WASHINGTON, June 28 (Reuters) - U.S. Energy Secretary Rick Perry said on Thursday that bailing out struggling coal and nuclear power plants is as important to national security as keeping the military strong, and that the cost to Americans should not be an issue.
“You cannot put a dollar figure on the cost to keep America free,” he told reporters at a press conference in Washington, when asked how much the administration’s effort to extend the lives of the facilities would cost.
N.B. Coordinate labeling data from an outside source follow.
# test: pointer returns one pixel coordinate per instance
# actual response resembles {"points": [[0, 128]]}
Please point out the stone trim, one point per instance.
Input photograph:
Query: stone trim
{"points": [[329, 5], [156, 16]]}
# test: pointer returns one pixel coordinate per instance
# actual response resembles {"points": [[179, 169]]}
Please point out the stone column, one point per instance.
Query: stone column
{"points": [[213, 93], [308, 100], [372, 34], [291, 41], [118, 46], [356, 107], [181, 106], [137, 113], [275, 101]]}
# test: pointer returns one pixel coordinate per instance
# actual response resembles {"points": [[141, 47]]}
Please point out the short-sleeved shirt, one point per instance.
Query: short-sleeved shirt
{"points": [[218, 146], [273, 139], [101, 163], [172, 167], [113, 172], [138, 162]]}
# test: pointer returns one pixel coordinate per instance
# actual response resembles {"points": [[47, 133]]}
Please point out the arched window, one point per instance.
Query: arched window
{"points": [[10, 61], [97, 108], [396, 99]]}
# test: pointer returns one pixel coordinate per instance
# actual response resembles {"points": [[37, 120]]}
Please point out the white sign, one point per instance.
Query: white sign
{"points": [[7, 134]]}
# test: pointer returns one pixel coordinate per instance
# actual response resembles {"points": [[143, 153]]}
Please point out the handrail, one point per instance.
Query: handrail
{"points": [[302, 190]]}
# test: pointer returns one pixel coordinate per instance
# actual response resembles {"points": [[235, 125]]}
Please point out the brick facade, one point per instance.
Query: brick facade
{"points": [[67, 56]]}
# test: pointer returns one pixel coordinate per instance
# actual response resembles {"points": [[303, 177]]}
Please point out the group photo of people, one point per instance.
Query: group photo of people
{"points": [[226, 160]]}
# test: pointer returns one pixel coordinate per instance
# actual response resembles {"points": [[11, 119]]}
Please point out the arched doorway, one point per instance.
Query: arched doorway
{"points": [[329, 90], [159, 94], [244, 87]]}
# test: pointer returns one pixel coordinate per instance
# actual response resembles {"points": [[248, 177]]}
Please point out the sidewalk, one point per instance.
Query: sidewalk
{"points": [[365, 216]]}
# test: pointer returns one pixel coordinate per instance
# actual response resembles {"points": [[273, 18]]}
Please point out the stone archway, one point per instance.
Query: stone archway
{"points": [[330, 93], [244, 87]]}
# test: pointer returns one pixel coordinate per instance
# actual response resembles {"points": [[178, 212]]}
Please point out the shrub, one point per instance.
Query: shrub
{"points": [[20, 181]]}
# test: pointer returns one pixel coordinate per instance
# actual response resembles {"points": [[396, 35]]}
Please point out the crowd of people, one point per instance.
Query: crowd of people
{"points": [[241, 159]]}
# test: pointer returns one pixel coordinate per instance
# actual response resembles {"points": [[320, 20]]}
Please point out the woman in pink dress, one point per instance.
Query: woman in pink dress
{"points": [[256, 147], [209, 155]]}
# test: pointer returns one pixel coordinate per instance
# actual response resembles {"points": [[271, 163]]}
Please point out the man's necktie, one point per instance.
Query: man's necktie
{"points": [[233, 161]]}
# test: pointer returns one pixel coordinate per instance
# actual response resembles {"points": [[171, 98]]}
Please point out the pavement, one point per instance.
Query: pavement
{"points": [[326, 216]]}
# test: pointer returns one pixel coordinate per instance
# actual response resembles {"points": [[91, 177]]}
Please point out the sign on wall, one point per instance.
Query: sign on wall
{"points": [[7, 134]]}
When asked about the cost of a potential bailout, he said he did not yet know.
“We look at the electricity grid as every bit as important to (national security) as making sure we have the right number of ships, aircraft and personnel,” he said. “What is your freedom worth?”
President Donald Trump ordered the DOE to take emergency measures to slow the retirements of coal and nuclear power plants, arguing those kinds of facilities can store months of fuel on site and therefore withstand supply disruptions that could be caused by storms, hacks, or physical attacks.
Aging coal and nuclear facilities have been shuttering at a rapid pace in recent years, pushed out by cheaper natural gas as well as renewable energy sources like wind and solar.
The Trump administration considers renewable energy vulnerable, because gas-fired plants rely on pipelines that can be disrupted, and solar and wind facilities only produce energy under certain weather conditions.
Perry said nearly all U.S. military bases rely on power from the civilian grid.
The emerging grid policy fits neatly with the administration’s broader agenda to boost U.S. fossil fuels production and to save the coal industry.
The DOE is currently studying ways to bail out coal and nuclear facilities, including potentially by mandating grid operators to purchase power from them.
Cyber experts have questioned the reasoning behind a potential bailout. They said it will not toughen the U.S. power grid against cyber attacks because hackers have a wide array of options for hitting electric infrastructure and nuclear facilities that are high-profile targets.
Perry said the DOE is examining the costs now.